Congressional Republicans have been battered by a string of White House woes.

These include the fumbled handling of Hurricane Katrina; unhappiness about Iraq; opposition to the now-abandoned Dubai ports deal; the failed nomination of Harriet Miers to the Supreme Court; Bush's inability to achieve the centerpiece of his domestic agenda, an overhaul of Social Security, and the uproar over a secret eavesdropping program in the war on terrorism.

The fact that Hayden oversaw the surveillance program as director of the National Security Agency only keeps the controversy alive, with questions over it likely to figure prominently at his Senate confirmation hearings. He headed the NSA from 1999-2005.

"If he interprets the law as he appears to be interpreting it, I think it's bad for the country to have the chief of intelligence having telephones in the United States monitored without somebody else approving it," said retired Adm. Stansfield Turner, who was CIA chief during the Carter administration.

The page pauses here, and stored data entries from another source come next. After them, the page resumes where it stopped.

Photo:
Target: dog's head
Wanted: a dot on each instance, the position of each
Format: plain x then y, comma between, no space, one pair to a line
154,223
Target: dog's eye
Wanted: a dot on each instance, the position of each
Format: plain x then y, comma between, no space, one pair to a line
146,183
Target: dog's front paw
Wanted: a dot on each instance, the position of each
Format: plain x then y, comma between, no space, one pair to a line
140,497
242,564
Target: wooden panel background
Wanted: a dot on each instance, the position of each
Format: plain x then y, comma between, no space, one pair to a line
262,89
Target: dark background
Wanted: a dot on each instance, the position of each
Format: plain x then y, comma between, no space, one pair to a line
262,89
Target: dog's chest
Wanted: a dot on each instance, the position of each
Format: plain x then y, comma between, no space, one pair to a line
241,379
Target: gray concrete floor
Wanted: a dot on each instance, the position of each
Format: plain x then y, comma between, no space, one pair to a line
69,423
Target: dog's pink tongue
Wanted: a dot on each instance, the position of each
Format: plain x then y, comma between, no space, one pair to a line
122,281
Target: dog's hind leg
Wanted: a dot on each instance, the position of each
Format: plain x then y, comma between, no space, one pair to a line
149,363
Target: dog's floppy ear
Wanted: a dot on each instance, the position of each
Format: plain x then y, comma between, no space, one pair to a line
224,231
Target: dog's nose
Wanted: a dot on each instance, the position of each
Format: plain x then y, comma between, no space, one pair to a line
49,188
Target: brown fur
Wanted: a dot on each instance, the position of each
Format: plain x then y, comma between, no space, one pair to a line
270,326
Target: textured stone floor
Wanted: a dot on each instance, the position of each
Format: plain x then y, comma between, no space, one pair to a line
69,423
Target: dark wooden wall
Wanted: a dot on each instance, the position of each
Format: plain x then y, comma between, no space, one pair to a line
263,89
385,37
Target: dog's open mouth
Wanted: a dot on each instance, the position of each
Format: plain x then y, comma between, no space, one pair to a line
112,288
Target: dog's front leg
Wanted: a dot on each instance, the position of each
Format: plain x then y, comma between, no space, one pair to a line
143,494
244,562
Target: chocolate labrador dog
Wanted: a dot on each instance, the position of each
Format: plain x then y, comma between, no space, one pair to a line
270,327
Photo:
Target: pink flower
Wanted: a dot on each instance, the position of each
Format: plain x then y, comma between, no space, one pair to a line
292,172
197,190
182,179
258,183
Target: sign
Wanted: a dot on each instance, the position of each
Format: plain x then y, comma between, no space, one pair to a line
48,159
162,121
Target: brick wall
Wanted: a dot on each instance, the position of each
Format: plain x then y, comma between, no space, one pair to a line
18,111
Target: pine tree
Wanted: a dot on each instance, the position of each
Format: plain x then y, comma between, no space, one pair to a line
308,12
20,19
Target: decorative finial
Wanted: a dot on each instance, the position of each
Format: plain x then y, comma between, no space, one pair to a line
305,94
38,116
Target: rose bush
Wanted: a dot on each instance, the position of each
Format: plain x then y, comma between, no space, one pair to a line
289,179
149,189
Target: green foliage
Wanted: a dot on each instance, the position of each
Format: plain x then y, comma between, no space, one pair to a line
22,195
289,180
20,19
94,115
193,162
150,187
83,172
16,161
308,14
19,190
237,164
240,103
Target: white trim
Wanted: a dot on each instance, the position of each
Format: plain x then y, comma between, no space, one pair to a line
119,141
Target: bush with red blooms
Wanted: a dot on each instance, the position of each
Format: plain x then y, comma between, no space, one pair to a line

Otherwise, Turner characterized Hayden as "very qualified and very capable" and said he personally has no problems with giving the civilian job to an active military officer.

Turner was an admiral when he headed the CIA, a fact administration officials pointed to on Monday in defense of Bush's choice.

Still, with public support for the war in Iraq eroding and the Pentagon under Defense Secretary Donald H. Rumsfeld moving more and more into intelligence- gathering activities, the naming of an active four-star general raised concerns in Congress and with civil-liberties groups.

Sen. Susan Collins, R-Maine, chairwoman of the Senate Homeland Security and Governmental Affairs Committee, suggested Hayden consider resigning from the Air Force and "put to rest questions about whether an active duty military officer should lead the CIA at this time."

National Intelligence Director John Negroponte, who oversees the CIA and 15 other spy agencies, said Hayden had no such plans and called him "a very, very independent-minded" individual who wouldn't bow to any Pentagon pressure.

The criticism of Bush's CIA choice, at least initially, did not appear deep enough to put Hayden's confirmation chances in serious jeopardy. But it seemed certain to yield contentious confirmation hearings - and likely to widen the rift between the White House and some members of his own party on Capitol Hill.

"It's another example of how the president's perception of things conflicts even with some of the leading Republicans in Congress," said Steffen Schmidt, a political science professor at Iowa State University.

Outgoing White House press secretary Scott McClellan said Bush aides had reached out to members of Congress over the weekend about Hayden's qualifications, and were continuing to do so. He would not comment on whether the administration was taken by surprise at the skepticism being voiced. "We're confident he's going to have strong support," McClellan said.

If confirmed, Hayden faces an even more daunting challenge in trying to revive the embattled agency.

"He's got a massive human problem. People are demoralized. People are leaving the agency," said James Lewis, a former career diplomat familiar with intelligence issues who is now with the Center for Strategic and International Studies. Hayden is not exactly a new face to Congress. He was confirmed unanimously by the Senate for his present post as Negroponte's deputy.

"Despite the president's statements that he wants to bring fresh ideas and better management to the administration, the president just keeps the same crowd around him and switches their job titles," said Sen. Frank Lautenberg, D-N.J.